El inventario de sonidos terroríficos o inquietantes podría ser
interminable: el tic-tac de un reloj de pared en una noche blanca de
insomnio, el murmullo peligroso de las muchedumbres, la canica o la
moneda rodando en el piso superior, el rumor del viento despeinando
los árboles antes de la tormenta, el rugido de los estómagos en los
exámenes, las toses recorriendo los pasillos en las noches de
hospital, el ulular de las ambulancias atravesando la ciudad, la
llamada telefónica en mitad de la madrugada…
Aunque puestos a evocar, ¿por qué no quedarnos -volviendo al
baloncesto- con el suspiro de la red tras una canasta limpia? ¿O por
qué no con el aplauso fervoroso y unánime al artista talentoso, con
la carcajada contagiosa como un virus, con el chorro vigoroso de la
orina largamente contenida? ¿Y por qué no, en fin, con algunos
sonidos en peligro de extinción: el crujido de la aguja sobre el
vinilo, el chiflo del afilador, el remache de la tecla de la máquina
de escribir poniendo el punto final de un artículo?

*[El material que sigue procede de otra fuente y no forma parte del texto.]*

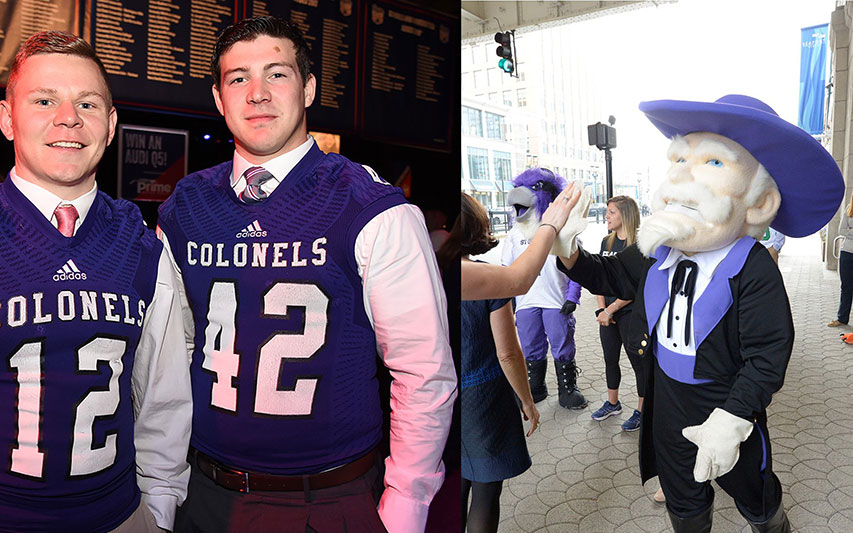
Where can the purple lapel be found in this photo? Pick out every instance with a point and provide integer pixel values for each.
(715, 300)
(656, 291)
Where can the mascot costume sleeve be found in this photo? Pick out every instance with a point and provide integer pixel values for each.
(710, 307)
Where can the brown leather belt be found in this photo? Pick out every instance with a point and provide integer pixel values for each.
(241, 481)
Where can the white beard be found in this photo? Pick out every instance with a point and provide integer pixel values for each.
(681, 209)
(661, 228)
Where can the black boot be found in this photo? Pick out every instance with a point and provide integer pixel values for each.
(536, 376)
(567, 385)
(778, 523)
(700, 523)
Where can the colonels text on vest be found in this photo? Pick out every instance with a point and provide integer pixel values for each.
(258, 255)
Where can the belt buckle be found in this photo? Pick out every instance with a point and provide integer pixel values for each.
(244, 481)
(244, 476)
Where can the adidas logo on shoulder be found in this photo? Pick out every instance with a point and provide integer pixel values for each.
(252, 230)
(69, 271)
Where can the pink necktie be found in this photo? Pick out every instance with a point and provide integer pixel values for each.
(255, 177)
(66, 217)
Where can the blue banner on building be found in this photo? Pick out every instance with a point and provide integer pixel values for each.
(812, 78)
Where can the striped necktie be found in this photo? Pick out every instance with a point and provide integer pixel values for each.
(66, 217)
(255, 177)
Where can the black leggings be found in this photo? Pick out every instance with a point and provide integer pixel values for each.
(485, 511)
(613, 337)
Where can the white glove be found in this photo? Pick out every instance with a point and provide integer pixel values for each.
(718, 439)
(566, 242)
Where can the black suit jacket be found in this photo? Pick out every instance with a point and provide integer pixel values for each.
(748, 349)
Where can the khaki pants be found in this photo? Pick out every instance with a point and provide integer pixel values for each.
(141, 521)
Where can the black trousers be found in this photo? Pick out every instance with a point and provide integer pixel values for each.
(751, 483)
(845, 272)
(613, 338)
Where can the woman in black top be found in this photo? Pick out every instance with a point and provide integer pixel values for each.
(613, 314)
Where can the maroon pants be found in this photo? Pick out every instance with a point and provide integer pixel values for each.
(210, 508)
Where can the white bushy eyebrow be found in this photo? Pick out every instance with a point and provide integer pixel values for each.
(714, 149)
(678, 149)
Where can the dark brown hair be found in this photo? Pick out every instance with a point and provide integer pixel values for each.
(55, 42)
(475, 238)
(252, 28)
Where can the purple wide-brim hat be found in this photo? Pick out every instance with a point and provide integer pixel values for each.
(808, 178)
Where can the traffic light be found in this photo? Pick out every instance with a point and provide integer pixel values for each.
(504, 51)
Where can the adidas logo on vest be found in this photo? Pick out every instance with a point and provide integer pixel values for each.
(252, 230)
(69, 271)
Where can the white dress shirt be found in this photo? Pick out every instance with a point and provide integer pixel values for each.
(405, 302)
(549, 289)
(162, 399)
(707, 263)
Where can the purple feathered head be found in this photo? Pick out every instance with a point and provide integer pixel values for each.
(534, 188)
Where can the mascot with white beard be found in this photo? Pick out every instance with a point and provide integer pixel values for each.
(710, 307)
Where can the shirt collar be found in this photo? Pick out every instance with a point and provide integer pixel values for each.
(706, 261)
(47, 202)
(279, 166)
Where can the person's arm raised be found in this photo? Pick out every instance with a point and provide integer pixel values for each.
(480, 280)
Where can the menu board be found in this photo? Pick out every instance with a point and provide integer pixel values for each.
(329, 27)
(20, 19)
(384, 70)
(157, 52)
(408, 83)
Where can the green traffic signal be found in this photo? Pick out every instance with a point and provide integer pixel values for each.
(504, 51)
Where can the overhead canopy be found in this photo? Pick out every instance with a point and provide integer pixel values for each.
(481, 20)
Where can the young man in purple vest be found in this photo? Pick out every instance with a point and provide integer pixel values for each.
(710, 305)
(94, 384)
(297, 266)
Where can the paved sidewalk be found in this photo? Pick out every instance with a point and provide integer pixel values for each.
(585, 474)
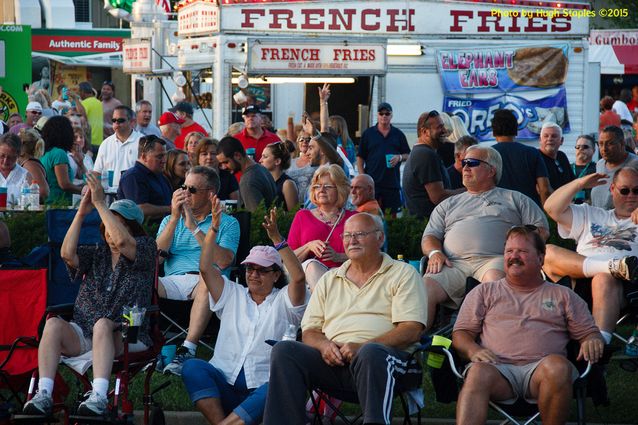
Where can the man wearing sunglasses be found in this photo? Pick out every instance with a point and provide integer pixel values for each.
(118, 152)
(382, 149)
(485, 212)
(145, 183)
(607, 242)
(181, 235)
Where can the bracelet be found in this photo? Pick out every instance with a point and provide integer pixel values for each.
(281, 245)
(434, 251)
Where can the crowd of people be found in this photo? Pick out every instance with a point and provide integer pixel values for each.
(361, 313)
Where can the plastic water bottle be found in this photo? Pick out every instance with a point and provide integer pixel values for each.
(291, 333)
(34, 196)
(25, 194)
(631, 349)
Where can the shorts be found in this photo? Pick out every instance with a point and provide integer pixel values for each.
(86, 344)
(180, 286)
(452, 279)
(519, 377)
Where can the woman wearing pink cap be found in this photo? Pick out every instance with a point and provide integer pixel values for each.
(232, 387)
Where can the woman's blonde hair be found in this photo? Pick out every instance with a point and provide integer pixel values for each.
(32, 143)
(338, 177)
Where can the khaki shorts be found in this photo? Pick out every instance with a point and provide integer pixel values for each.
(519, 378)
(452, 279)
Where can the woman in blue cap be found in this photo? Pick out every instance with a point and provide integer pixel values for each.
(114, 275)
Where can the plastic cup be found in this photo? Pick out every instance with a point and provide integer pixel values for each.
(435, 360)
(168, 353)
(388, 158)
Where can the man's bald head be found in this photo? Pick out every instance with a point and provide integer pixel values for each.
(361, 189)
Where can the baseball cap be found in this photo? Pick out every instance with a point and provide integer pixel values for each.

Publicado en «Rubio de bote», colaboración quincenal para magazine On (diarios Grupo Noticias) 17/08/24
Hoy los he contado y tengo en casa treinta y siete vasos
reutilizables, de esos que tienes que pedir en fiestas en bares,
conciertos, txoznas (si es que dejan que haya txoznas o no las mandan
al quinto pino). Con los vasos reutilizables me pasa ahora los mismo
que con los mecheros antes, hace siglos, cuando era joven y fumaba
(menos mal que dejé de hacerlo, porque cada cigarrillo te quitaba
diez minutos de vida, decían, que no sé yo si era verdad, porque a
ese ritmo al cabo de unos cuantos de aquellos fines de semana
destroyers, en los que además del humo de los Fortuna −que
encima llevaban plomo−,
los cuales encendías cada uno con la pava del anterior, te
tragabas también la mitad del de todos los demás fumadores del bar
−y la otra mitad te la
llevabas de propina a casa pegada en la ropa−,
total, que, a ese ritmo, con veinticinco años tenías que
parecer ya el abuelo de Makinavaja).
La cuestión es que, al igual que ahora con los vasos, entonces salía
de casa con un mechero, por ejemplo de Talleres Ceferino, y regresaba
a casa con tres, ninguno de los cuales era el mío, por ejemplo uno
de Mili KK, otro con un dibujo del Zruspa, el malo de Naranjito, y el
tercero con la bandera española y el logo de Alianza Popular
raspados con la uña. El mundo-mechero, por cierto, daría para otro
“Rubio de bote”, con todas sus derivadas, por ejemplo las
cerillas, que usabas si tenías vocación de Humphrey Bogart y que
dejabas de usar si tenías mal pulso, sobre todo los días de viento;
o los chisqueros −el
mejor remedio contra el viento, precisamente−
aquellas cuerdas naranjas que prendías haciendo girar una ruedita;
después amorrabas el cigarro a la yesca y vete a saber qué
inhalabas, además del plomo del Fortuna.
Pero centrémonos en los vasos. Con ellos uno nunca sabe cómo acertar. Si decides llevártelo de casa para ahorrarte el euro de la fianza (que luego nunca recuperas, por no quedar como un rata), resulta que ese día de repente en todos los sitios se han puesto exquisitos y sirven cristal o ha habido un cambio exprés en la normativa y los vasos desechables están otra vez permitidos… Al final te pegas toda la noche paseando de la mano tu vaso (porque además tienes treinta y siete en casa, pero ninguno con un agujerico para colgártelo del cuello con un cordel).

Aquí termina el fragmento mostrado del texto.